L’autunno vien da Bresse
In questo blog cerco di parlare il meno possibile di me, e il più possibile delle cose che mi piacciono. Dunque arriveranno prima o poi Matthias Grünewald, Marc Rothko, Cocteau e Poulenc, Lermontov, Cléo de Mérode, la cambrure (la cambrure!) e così via.
E infatti, per venire alle cose che mi piacciono, sono le 19 e sta per essere servita una sceltissima gallina di Bresse praticamente spappolata nel brodo da lei stessa secreto, le carni lascive e deboli, i colori che si inarcano dalla velatura cupa delle cosce (che sono comunque molto meno scure di ogni altra pollastra non cresciuta e nutrita colà) alla bianchezza innocente, abbagliante del petto. Tutto è pronto: i cristalli di sale grosso, la mostarda di Cremona (Peck è molto fidato in questo caso), un filo sottilissimo di olio saporoso.
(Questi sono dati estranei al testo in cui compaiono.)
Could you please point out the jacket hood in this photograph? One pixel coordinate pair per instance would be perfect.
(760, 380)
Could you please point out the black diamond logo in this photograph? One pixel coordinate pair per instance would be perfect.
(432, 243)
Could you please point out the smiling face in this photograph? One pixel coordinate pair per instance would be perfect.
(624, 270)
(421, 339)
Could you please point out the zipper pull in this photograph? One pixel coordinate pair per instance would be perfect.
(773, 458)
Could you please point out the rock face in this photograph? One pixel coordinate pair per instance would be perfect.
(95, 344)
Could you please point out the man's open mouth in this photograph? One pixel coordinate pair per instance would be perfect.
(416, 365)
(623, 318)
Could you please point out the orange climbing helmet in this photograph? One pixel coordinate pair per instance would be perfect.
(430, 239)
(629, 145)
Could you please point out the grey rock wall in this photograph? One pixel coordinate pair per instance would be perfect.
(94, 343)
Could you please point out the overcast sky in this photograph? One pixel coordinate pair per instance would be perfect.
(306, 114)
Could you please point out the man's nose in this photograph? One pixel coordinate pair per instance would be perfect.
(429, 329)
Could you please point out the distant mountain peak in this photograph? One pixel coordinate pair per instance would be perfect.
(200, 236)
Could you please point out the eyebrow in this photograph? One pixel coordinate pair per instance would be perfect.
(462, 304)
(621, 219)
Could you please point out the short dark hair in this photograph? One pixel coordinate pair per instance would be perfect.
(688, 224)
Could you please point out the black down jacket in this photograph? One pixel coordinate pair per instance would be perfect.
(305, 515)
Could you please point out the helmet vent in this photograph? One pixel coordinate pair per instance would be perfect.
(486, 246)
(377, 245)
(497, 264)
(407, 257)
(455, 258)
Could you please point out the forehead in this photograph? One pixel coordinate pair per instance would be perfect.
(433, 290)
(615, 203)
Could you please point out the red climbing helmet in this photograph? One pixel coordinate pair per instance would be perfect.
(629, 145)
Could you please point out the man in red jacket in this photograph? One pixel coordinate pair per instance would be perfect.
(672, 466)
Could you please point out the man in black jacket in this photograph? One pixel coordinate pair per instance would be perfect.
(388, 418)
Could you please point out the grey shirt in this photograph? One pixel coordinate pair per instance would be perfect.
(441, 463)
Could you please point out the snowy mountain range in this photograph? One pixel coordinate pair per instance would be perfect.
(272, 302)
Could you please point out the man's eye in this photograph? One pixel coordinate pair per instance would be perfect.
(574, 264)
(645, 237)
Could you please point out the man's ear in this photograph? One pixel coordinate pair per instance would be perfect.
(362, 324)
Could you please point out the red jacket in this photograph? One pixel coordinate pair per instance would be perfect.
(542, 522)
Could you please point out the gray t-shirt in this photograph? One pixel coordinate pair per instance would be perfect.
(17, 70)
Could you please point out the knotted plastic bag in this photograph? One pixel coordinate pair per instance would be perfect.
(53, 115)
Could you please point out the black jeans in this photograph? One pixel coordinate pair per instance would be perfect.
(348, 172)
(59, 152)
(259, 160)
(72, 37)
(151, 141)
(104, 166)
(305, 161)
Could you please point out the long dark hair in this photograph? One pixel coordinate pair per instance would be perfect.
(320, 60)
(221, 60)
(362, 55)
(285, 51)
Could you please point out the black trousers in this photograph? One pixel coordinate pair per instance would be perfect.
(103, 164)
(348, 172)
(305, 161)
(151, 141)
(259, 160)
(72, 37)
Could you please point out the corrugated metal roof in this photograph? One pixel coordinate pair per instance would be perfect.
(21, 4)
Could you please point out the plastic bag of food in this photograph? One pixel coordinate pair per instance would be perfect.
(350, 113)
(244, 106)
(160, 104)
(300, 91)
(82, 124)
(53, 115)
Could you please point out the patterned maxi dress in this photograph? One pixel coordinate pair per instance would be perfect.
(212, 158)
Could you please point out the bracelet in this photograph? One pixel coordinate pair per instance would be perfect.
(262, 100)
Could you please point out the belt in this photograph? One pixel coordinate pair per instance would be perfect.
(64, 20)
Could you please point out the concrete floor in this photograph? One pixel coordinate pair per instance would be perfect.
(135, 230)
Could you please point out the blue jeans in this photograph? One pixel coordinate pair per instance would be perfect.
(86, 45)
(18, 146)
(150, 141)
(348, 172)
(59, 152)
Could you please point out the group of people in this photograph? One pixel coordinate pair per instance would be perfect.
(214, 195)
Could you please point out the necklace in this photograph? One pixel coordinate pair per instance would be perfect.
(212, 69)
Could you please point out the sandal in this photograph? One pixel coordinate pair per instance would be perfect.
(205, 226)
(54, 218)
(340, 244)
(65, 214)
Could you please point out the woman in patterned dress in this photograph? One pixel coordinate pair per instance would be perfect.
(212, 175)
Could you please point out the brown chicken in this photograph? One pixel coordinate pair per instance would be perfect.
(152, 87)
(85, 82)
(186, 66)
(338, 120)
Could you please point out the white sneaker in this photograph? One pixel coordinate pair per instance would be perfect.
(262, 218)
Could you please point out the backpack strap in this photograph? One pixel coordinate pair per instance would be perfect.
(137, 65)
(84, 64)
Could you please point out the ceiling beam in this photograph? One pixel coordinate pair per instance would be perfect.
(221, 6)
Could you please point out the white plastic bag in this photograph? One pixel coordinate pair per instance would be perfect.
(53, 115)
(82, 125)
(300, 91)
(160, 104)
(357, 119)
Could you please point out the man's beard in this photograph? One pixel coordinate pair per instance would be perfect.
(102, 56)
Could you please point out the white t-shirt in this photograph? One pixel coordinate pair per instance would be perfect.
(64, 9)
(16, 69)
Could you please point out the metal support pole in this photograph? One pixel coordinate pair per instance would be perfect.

E’ una consolazione vespertina, un’insinuazione promettente delle magìe e delle malìe dell’autunno che finalmente viene, dopo l’orrore sudaticcio dell’estate. Già s’abbreviano le sere, il profumo della poularde invade le nari. Ah, delizia…
Nella foto, Le Coq d’or nell’allestimento dei Ballets Russes, da Comoedia, 1914.